Introduction: Hypertension is a pathophysiological stress. Growth differentiation factor 15 (GDF15) is a stress-response protein, and a predictor for heart disease. The effects of the longevity genotype of FOXO3, a stress-response and prominent longevity-associated gene, on mortality vary in normotensive and hypertensive men. Hypothesis: The effect of GDF15 concentration on the risk of incident coronary heart disease (CHD) is different in men with different hypertension status. Methods: The Kuakini Honolulu Heart Program (KHHP) is a longitudinal study of cardiovascular diseases that started in 1965 involving 8,006 Japanese-American men in Hawaii. Proteomic analyses were performed using serum from KHHP exam 4 (1991-1993, ages 71-93) in a random sample (n=1,000) of men who in mid-life had been free of chronic diseases such as CHD, stroke, cancer, and diabetes. Participants were followed for incident CHD event (first event of MI, coronary insufficiency, angina, CABG, angioplasty, silent MI and CHD death) through December 1999. The Cox proportional hazards model was used to assess potential association of GDF15 concentration and hypertension (SBP/DBP≥160/95 mmHg or on anti-hypertensives) with incident CHD. Results: We excluded 5 men missing GDF15 data and 221 men with diseases including CHD, CHF, atrial fibrillation, LVH and stroke at baseline (KHHP exam 4). During 9 years of follow-up (median 7.92 years), 60 men developed CHD. To eliminate the possible recursive-effect of preclinical CHD on GDF15 at baseline, 6 CHD cases diagnosed within the first year of follow-up were excluded. So, there were 768 men available for analysis. Participants were divided, using tertiles of GDF15 concentration, into two groups: low-medium GDF15 (in low or middle tertile) and high GDF15 (in upper tertile).
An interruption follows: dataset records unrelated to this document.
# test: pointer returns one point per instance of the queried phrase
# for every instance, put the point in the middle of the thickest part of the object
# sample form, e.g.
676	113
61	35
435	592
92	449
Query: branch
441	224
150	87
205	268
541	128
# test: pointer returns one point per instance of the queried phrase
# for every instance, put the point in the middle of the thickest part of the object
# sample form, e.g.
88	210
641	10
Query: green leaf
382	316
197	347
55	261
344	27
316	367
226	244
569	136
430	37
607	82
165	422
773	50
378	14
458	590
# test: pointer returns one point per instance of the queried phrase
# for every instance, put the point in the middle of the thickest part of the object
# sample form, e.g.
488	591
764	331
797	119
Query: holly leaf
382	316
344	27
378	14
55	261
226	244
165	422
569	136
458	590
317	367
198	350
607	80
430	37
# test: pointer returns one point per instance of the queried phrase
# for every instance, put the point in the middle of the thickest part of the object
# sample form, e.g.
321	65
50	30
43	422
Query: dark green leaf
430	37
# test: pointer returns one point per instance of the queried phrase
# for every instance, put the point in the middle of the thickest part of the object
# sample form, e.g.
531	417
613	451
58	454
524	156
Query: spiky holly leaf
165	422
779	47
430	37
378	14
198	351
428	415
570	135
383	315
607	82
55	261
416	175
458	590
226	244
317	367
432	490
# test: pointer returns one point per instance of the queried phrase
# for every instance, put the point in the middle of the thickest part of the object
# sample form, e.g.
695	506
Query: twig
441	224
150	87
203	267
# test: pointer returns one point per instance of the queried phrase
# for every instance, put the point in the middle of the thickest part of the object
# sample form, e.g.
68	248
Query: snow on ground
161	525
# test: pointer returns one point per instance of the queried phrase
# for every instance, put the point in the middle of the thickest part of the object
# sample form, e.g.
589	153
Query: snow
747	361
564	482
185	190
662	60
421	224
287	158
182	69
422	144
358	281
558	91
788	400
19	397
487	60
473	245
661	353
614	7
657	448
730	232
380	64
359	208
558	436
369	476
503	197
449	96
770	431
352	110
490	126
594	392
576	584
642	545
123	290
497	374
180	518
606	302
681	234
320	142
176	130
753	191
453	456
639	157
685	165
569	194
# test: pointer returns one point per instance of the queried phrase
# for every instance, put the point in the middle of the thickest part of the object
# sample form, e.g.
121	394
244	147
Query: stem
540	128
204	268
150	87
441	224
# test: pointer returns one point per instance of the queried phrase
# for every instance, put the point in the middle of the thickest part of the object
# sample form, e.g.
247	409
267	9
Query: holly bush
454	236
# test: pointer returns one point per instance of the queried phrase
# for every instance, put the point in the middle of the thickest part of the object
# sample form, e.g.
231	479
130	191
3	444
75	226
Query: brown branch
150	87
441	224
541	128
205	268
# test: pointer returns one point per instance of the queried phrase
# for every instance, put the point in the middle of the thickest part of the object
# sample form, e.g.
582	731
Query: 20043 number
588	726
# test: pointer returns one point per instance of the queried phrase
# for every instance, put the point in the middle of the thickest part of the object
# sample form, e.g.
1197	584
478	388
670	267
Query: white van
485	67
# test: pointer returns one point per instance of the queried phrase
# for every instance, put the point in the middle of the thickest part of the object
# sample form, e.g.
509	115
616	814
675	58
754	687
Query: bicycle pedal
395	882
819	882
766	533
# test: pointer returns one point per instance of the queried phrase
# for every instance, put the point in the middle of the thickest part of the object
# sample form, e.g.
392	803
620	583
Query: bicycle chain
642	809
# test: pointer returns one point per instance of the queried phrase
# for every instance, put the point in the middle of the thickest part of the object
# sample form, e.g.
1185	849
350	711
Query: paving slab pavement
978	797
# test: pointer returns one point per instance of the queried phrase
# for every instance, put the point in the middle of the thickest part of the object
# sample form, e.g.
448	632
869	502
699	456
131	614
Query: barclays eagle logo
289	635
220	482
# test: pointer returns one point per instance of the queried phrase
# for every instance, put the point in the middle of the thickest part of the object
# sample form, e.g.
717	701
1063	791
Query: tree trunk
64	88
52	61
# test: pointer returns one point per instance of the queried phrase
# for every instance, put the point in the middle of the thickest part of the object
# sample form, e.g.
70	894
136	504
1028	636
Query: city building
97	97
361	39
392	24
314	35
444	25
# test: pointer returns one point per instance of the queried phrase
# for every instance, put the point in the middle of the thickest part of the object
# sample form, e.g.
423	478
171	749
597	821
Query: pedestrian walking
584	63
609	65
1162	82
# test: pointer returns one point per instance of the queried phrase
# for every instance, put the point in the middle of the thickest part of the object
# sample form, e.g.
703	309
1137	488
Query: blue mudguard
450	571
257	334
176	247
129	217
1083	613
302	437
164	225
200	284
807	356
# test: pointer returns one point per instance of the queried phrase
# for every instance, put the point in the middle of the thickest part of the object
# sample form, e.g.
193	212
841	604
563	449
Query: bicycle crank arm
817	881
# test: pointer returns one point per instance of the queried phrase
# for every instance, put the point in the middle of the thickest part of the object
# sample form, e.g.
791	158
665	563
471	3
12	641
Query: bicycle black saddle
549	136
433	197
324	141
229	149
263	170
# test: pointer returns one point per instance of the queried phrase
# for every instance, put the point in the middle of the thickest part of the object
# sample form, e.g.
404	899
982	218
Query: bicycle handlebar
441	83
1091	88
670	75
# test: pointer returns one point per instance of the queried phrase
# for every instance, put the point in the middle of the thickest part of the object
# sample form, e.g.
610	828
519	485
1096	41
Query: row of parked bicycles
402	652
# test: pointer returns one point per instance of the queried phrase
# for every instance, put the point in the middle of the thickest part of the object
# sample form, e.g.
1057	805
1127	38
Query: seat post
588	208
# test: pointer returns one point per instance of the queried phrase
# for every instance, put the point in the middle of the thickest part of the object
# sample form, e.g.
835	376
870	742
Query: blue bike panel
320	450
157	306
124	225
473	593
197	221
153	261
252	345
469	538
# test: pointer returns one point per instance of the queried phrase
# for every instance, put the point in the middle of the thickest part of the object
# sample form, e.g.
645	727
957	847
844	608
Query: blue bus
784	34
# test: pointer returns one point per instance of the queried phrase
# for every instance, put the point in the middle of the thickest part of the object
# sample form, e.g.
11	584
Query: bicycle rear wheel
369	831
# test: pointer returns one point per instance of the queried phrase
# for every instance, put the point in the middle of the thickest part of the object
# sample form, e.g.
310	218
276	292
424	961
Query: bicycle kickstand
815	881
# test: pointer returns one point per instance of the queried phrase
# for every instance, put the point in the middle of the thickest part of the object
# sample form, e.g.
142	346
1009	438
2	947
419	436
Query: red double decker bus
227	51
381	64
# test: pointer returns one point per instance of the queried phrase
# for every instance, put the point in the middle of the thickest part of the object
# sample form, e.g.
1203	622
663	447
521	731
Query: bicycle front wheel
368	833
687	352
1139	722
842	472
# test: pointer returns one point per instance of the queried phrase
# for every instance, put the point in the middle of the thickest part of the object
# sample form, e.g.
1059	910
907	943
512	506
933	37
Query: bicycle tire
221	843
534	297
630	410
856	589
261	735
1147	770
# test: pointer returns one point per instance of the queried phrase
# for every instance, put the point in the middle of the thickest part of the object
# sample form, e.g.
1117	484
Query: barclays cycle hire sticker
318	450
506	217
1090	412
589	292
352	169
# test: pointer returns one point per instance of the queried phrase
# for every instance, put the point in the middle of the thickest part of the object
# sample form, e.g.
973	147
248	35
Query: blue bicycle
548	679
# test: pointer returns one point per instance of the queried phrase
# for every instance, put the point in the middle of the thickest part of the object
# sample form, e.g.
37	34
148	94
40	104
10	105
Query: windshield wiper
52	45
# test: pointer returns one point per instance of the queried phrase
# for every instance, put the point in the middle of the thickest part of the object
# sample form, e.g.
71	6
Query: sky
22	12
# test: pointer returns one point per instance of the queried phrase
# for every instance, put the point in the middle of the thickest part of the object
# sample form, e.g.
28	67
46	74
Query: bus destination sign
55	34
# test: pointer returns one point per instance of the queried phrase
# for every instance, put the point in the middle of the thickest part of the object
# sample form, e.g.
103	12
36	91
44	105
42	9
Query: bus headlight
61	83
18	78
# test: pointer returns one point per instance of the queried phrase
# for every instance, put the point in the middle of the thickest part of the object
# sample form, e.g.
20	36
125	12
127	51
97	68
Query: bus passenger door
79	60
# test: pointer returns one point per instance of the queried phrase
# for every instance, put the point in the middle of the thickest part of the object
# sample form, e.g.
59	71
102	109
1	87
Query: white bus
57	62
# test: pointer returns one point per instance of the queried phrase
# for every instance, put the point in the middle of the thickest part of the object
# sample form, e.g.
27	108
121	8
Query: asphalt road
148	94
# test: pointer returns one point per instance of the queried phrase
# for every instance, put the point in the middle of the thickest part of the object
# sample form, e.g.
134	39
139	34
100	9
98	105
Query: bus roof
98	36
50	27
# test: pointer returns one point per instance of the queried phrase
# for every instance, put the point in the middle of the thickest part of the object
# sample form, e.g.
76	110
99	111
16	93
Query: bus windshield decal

Multivariate Cox model adjusting for age, BMI, smoking (pack-years), cholesterol, HDL, diabetes and serum glucose showed a significant interaction effect of hypertension and high GDF15 on incident CHD (p=0.019); HR (95%CI) of high GDF15 vs low-medium GDF15 on CHD was 4.56 (1.51-13.76; p=0.007) in normotensive men, and 0.97 (0.49-1.92; p=0.93) in hypertensive men. Conclusions: High GDF15 concentration increases CHD risk in normotensive men, but not in hypertensive men.